Since early 2003, the price of OSB, random length 2X material and plywood has increased, causing it to significantly affect the average price of newly constructed homes throughout North America, as reported in the Insulating Concrete Form Association's Informer newsletter. The increase in price is due in large part to strong demand in new housing starts and an inability by lumber companies to supply demand, damage caused by Hurricane Isabel, and a 29-percent tariff on Canadian softwood imported into the United States.

The rising price of lumber strongly affects the residential construction market, where approximately 1.9 million single- and multi-family projects were built in North America in 2002. The National Association of Home Builders estimates that it takes 6,000 square feet of structural paneling and 16,000 board-feet of framing lumber, such as 2x4s and 2x6s, to build a typical 2,000-square-foot house. Random Lengths, a trade publication that tracks lumber prices, reports that the price of framing a house with lumber has soared from $6,048 to $9,322 in only one year, a 34-percent increase in the United States.
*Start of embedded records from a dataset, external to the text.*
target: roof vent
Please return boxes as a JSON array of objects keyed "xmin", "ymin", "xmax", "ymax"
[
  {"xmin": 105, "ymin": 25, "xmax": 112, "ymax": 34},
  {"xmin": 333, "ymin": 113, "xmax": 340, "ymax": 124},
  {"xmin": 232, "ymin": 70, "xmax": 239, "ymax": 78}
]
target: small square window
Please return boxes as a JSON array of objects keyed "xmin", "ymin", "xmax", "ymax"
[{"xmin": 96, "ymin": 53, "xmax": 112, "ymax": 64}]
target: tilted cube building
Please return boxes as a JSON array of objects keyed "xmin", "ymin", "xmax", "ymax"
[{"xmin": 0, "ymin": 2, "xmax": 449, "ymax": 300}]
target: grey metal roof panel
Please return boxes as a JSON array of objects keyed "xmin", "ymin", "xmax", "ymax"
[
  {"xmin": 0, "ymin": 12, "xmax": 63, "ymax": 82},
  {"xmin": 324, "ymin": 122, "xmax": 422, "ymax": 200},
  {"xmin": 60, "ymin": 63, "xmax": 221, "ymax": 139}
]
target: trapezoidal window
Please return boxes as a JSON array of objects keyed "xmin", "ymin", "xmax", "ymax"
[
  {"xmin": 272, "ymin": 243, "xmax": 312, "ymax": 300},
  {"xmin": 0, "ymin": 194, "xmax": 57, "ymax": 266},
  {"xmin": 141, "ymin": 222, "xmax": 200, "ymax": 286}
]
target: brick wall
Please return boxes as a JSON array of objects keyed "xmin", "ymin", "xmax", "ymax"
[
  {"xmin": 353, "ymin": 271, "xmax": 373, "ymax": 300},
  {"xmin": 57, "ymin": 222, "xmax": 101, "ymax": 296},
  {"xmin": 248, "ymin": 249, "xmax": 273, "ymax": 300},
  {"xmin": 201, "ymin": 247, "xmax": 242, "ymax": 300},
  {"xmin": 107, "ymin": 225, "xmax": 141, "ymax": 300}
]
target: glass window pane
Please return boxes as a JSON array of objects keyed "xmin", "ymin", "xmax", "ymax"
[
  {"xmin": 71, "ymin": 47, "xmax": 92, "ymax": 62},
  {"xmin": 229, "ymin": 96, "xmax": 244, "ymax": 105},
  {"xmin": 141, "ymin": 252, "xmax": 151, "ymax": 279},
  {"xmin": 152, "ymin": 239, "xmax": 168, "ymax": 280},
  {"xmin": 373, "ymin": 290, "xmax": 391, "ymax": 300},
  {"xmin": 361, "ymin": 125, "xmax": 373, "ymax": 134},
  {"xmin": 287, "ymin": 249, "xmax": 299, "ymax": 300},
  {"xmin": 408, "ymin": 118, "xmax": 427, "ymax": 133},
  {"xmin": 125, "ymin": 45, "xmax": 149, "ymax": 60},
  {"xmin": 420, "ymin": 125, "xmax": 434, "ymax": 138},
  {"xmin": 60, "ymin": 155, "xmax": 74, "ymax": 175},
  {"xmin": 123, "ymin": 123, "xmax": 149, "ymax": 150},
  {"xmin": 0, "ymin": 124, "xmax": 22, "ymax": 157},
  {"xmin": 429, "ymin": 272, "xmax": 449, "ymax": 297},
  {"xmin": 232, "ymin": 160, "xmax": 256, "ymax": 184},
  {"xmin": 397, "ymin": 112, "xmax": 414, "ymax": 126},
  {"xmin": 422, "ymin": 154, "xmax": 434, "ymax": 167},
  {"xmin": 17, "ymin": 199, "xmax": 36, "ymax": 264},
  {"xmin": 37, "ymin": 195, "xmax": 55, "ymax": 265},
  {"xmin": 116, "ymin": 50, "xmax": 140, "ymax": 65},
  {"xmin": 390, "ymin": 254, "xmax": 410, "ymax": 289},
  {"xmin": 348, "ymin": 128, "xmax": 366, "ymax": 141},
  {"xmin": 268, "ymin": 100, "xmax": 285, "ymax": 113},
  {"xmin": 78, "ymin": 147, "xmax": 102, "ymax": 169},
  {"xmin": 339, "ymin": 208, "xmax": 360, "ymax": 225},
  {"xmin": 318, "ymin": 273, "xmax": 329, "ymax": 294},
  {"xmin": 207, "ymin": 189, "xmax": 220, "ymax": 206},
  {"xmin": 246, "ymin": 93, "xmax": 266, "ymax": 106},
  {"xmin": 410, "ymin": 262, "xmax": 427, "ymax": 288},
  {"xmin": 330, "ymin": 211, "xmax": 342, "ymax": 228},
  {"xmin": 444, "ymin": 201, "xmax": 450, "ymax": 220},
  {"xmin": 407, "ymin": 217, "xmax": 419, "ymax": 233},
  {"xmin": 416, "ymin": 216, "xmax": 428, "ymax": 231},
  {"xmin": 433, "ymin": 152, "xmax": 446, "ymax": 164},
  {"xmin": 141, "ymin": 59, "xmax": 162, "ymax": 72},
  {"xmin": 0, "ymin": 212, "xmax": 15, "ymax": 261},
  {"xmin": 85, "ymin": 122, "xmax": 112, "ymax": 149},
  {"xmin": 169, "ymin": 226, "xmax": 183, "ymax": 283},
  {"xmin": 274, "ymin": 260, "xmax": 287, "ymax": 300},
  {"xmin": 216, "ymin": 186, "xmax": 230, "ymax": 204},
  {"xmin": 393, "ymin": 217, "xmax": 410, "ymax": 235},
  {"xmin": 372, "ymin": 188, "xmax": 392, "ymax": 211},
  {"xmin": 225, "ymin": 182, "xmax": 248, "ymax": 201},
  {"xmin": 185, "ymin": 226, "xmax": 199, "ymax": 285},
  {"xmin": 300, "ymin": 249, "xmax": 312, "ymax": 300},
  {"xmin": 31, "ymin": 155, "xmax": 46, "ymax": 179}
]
The price increase in Canada is even more severe where the price of lumber needed to build a 2,000-square-foot house now costs $13,900 (Canadian dollars), a 56-percent increase since May 2003.

Although the cost of lumber is only a small portion of the overall expense of a house, the extra costs have been be passed along to the homeowner in the form of the final listing price.

"Higher lumber costs have affected home prices, where the median list price of a new United States home has increased 2 percent since January, from $181,700 to 190,100," said Mark Justman, vice president, market promotion and research for the Portland Cement Association. "As wood becomes more expensive, concrete becomes more and more attractive to builders."